Spain Sending More Police to Catalonia to Halt Independence Referendum
Spain will deploy police reinforcements to Catalonia to help maintain order if an independence referendum pledged by Catalan officials but opposed by the national government goes ahead, officials said Friday.
The measure came amid rising tension between Spanish and Catalan authorities over the planned Oct. 1 ballot.
Civil Guard police this week arrested around a dozen regional government officials and seized about 10 million ballot papers. Authorities in the wealthy northeastern region insist the vote will take place, even though Spain’s Constitutional Court has ordered it to be suspended and the Madrid-based national government insists it is illegal.
An Interior Ministry statement said the extra agents would provide backing for the Catalan regional police, who are also under orders to prevent the staging of the referendum.
The statement said the Catalan Interior Ministry had been informed. It did not say how many extra police would be sent. Three ferries docked at Barcelona’s port will provide accommodation for the extra officers.
Also Friday, a Catalan regional judge ordered the release with restrictions of six people arrested Wednesday in a crackdown on referendum preparations. A statement said the six declined to testify.
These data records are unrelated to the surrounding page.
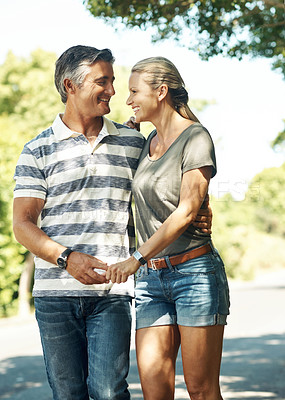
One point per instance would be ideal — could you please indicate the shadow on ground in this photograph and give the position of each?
(252, 368)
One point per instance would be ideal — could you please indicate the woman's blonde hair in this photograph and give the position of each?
(160, 71)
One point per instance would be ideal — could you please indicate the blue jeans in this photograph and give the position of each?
(86, 342)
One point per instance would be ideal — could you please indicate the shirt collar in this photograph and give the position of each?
(61, 131)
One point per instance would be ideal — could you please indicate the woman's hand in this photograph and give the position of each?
(119, 272)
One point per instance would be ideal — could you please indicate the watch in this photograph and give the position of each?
(62, 259)
(137, 255)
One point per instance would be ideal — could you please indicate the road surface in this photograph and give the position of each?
(253, 365)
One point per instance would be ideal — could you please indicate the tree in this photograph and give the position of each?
(209, 27)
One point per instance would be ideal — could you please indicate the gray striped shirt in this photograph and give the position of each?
(87, 193)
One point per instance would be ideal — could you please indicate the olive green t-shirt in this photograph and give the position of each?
(156, 185)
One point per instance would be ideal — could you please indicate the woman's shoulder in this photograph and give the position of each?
(196, 131)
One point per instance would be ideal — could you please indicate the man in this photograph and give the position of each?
(76, 176)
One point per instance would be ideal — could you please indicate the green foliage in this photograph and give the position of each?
(268, 200)
(278, 143)
(209, 27)
(250, 234)
(28, 104)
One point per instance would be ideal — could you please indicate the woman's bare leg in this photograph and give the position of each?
(157, 349)
(201, 349)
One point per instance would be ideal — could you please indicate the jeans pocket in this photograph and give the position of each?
(202, 265)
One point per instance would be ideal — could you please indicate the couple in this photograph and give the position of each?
(77, 177)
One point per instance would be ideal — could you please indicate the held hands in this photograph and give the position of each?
(81, 267)
(119, 272)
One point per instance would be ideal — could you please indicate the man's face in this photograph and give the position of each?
(93, 96)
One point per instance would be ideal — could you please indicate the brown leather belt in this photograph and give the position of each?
(160, 263)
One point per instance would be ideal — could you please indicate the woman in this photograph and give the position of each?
(181, 287)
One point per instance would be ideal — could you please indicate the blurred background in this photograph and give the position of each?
(231, 56)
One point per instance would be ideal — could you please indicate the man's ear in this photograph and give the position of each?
(163, 90)
(69, 85)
They remain under investigation for disobedience, abuse of power and embezzlement in relation to the planned ballot and must appear before the court each week.
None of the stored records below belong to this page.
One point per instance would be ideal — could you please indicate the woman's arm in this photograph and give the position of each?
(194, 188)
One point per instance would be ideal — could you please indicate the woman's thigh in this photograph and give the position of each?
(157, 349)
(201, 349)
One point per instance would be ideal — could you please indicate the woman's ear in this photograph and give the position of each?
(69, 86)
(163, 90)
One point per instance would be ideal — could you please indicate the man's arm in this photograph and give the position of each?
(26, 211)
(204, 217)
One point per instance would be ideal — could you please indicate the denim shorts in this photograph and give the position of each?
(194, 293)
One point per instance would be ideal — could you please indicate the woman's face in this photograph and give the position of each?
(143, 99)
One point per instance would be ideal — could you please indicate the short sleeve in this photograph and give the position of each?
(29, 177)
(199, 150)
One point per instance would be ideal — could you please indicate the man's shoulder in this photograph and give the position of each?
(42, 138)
Hundreds of pro-independence supporters had protested outside the courthouse to demand the officials’ release.
The protest in the northeastern Catalan town of Hospitalet de Llobregat was an extension of another started Thursday outside the Catalan judiciary headquarters in nearby Barcelona that attracted thousands. A pro-independence group says that about 2,500 supporters were attending the protest in Hospitalet.
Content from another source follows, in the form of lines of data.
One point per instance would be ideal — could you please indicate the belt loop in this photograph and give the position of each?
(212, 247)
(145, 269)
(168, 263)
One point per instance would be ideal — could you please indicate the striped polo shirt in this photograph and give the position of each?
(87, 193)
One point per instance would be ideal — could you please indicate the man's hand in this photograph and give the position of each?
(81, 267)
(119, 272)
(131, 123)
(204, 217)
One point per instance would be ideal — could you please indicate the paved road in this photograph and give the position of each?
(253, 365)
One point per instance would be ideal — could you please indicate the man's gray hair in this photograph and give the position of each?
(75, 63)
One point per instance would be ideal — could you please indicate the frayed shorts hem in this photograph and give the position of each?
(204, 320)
“I feel the way people used to feel during Franco regime. Nothing less. Because Francoism is still alive,” said protester Josep Selva, referring to Gen. Francisco Franco’s military regime that ruled Spain between 1939 and 1978, three years after his death.
“The political reform of 1978 only legalized Francoism and disguised it as democracy,” he said.
Many of the demonstrators in Barcelona had slept overnight near the judiciary building in tents, sleeping bags or hammocks strung up between lampposts.
Meanwhile, around 2,000 students gathered around and inside one of Barcelona’s main universities calling for an end to the national government’s crackdown. They carried pro-independence flags and banners supporting the ballot. They occupied a central cloister near the offices of the dean and other university officials. Student union representatives urged the protesters to remain over the weekend.
Spain’s central government says the planned referendum violates Spain’s constitution. The Constitutional Court has ordered it suspended while it studies its legality.
Catalonia represents a fifth of Spain’s 1.1-trillion-euro ($1.32 trillion) economy and enjoys wide self-government. The region has about 5.5 million eligible voters. Polls consistently show the region’s inhabitants favor holding a referendum but are roughly evenly divided over independence from Spain.